Leisure

Plate of the Union: The Joys of Campus Cooking

October 24, 2013


This is the first year I have had access to a full kitchen at Georgetown (sorry Village B, but size matters), and it has been a blast to experiment with cooking and develop a culinary personality.

Sriracha hot sauce features heavily in my food identity. Try any dish that comes out of my kitchen, and probability says you will ingest a healthy dose of Sriracha. I have to buy this stuff in bulk because of how I often I use it. Eggs, pasta, soup, meatloaf—you name it, and I’ve put Sriracha on it. Thus far, I’ve only managed to avoid squeezing a bit of the good stuff into baked goods.

From time to time, I’ll peruse Pinterest to get ideas for dinner party menus. But really, I usually just throw things into a pan, turn up the heat, and hope for the best.

We live in an age with instant access to tens of thousands of recipes. At the click of a button, my computer screen will display 40 different ways to make the perfect pizza dough. A Google search for “chocolate chip cookies” yields more recipes than I would gander or are even possible to bake in a lifetime.

Some of the more popular cooking websites are incredibly helpful tools for working in the kitchen. An algorithm counts how many eighths of a tablespoon of baking powder you’ll need to make a batch of pancakes for one, if you’re all alone and hungry for breakfast.

My mother’s copy of The Joy of Cooking certainly lacks that function and other high tech characteristics of these recipe sites. I’ll admit that The Joy of Cooking has not seen much use at our house in years, but the book sports an impressive array of marginalia from my mom’s years in graduate school. There are notes about adjusting the oven temperature and better instructions for mixing ingredients penciled in the empty spaces of the cookbook’s pages.

This advice is certainly helpful, but they pale in comparison to whispers about “the secret touch” or “secret ingredients” exchanged in the kitchen between generations of chefs.

In the world of digitalized recipes, the opportunity to customize ingredients isn’t encouraged. There are small check boxes next to each “correct” ingredient, a handy tool when you aren’t sure whether you already added the baking powder, but one which can stifle culinary creativity.
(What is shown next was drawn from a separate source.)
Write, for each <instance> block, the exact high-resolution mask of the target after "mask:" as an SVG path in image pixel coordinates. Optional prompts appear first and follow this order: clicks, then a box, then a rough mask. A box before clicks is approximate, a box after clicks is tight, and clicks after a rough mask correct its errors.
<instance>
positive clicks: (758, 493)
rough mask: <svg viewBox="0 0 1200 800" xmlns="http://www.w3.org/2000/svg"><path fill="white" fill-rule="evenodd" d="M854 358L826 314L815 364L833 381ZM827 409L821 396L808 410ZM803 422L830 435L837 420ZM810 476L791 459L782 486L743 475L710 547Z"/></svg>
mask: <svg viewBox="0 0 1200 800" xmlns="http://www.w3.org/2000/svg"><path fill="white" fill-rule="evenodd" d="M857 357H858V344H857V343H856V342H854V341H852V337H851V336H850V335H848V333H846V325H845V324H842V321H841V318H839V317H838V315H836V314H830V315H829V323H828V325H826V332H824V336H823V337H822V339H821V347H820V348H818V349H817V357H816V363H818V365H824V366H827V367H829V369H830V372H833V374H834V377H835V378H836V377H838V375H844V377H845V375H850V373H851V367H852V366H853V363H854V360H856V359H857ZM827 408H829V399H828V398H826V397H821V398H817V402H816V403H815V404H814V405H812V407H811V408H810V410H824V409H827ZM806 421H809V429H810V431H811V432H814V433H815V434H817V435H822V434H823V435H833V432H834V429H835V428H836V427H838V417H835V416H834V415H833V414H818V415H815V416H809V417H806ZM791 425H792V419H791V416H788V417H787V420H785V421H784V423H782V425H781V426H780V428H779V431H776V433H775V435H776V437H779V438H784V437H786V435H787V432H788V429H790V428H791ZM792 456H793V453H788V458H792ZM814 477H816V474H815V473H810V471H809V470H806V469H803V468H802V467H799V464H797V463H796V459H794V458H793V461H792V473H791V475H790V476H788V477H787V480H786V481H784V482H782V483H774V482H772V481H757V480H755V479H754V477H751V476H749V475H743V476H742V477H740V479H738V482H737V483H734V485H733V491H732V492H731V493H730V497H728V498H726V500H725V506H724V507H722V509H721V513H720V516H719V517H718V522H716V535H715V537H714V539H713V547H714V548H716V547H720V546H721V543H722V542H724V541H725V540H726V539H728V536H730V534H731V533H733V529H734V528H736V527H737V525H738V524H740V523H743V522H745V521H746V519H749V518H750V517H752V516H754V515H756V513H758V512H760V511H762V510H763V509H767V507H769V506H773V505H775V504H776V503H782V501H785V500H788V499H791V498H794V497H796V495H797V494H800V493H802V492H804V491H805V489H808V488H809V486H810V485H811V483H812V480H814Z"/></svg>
While baking with a friend once, I suggested we add a dollop of Greek yogurt. “But it’s not on the recipe,” she said.

Her observation was true, but I’m not convinced that deviating from the recipe necessarily dooms a dish to disaster status. Martha Stewart leaves a lot of things out from her recipes, but that does not mean they should not be added to the mixing bowl.

Your grandmother’s cookies aren’t delicious because she followed the recipe to a tee. They’re delicious because she has a heavy hand when pouring in vanilla and because she has spent decades experimenting with flavors and butter-to-sugar ratios to make the recipe her own. Recipes become special when we tinker with them.

Of course, you can Google “secret ingredients” and find endless accounts of perfect additions that give unexpected flavor to any dish. Yet this misses a big point of so-called secret ingredients. It takes out a large part of the fun of experimentation. Google doesn’t get the message “Don’t add chili peppers to strawberry cake” across in quite the same way as taking a big bite of a foul-tasting baked good that you tried to give a bit of pizazz.

Because what if chili peppers in strawberry cake actually taste good? You won’t know unless you experiment.

The best meals I’ve ever cooked were always the result of this “Why not?” attitude. After a long night of dancing and sipping on Tombs Ale, “Why not?” was the guiding principle behind emptying the contents of my refrigerator to make the best mac ‘n’ cheese ever. Dumping a can of beer into the salsa bowl at a party (because “Why not?”) might not end up tasting as good as pouring beer into a pot of chili, but the process of experimentation is equally important in both cases.

So don’t be dismayed if your search for the perfect secret ingredient sometimes yields a less-than-delectable product. (This is college, after all, so someone on this campus will likely eat it regardless of its taste.) Rather, buck up and press on. Try different combinations, different additives, and different methods of mixing everything together.

Good luck, and don’t forget to invite me over if your homemade tikka misala turns out to be amazing.